Sunday, November 25, 2007

Travel Cheese

The more I travel, the more I realize that preserving morale is vital. There are so many things that can erode a good attitude over a day of travel: bad food, uncomfortable accommodations, endless CNN, bad air, the same old stuff in Sky Mall, or worst of all, no Sky Mall at all. So it becomes extra important to make the things you do have control over as pleasant and streamlined as possible, to minimize the chances that you and your traveling companions will end the day sniping at each other and hailing separate taxis.

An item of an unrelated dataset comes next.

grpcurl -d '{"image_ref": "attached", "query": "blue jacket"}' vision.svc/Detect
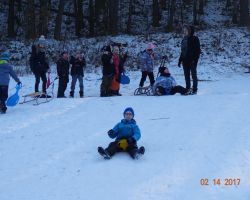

The food situation is primary. Not only will bad food or hunger make a situation more stressful, good food can go a long way towards making a difficult situation feel much more manageable. The difference between tasty snacks that will make you feel good and Scary Airport Food is the the difference between feeling like a human being and feeling like a disregarded piece of cargo. And now that the airlines no longer provide those compartmentalized meals, there needs to be a whole new strategy of Travel Foods. Buying stuff in the airport is a last resort, as far as I'm concerned, since it's always either too dry or too fried. So then, if you're packing food from home, what to bring? It should be non-perishable enough to survive the half-hour trip to the airport, the two hours spent in either the Stand and Wait or the Sit and Wait positions, and a few hours of air travel and plane-changing. So that's what, five or six hours? Too long for meat, too long for mayonnaise. Cheese to the rescue. Cheese, good bread, vegetables, and fruit. I'll help with the cheese:

Travel Cheese

sharp cheddar
cream cheese
garlic chili paste
lemon juice
pepper

Finely grate the cheddar. Mix it with the other ingredients, adding lemon juice gradually until it stops being crumbly and starts seeming spreadable. Then spread it on thinly sliced whole-grain bread. For maximum convenience, make a few sandwiches, cut them into quarters, and wrap each quarter separately in tin foil. This makes it very easy to grab just a little food without making a big production of it. Along with some carrot and celery sticks, you have a reasonable, tasty meal that shouldn't kill you. If you have a very long trip, you might try freezing the sandwiches before you set off, but the texture might get funky.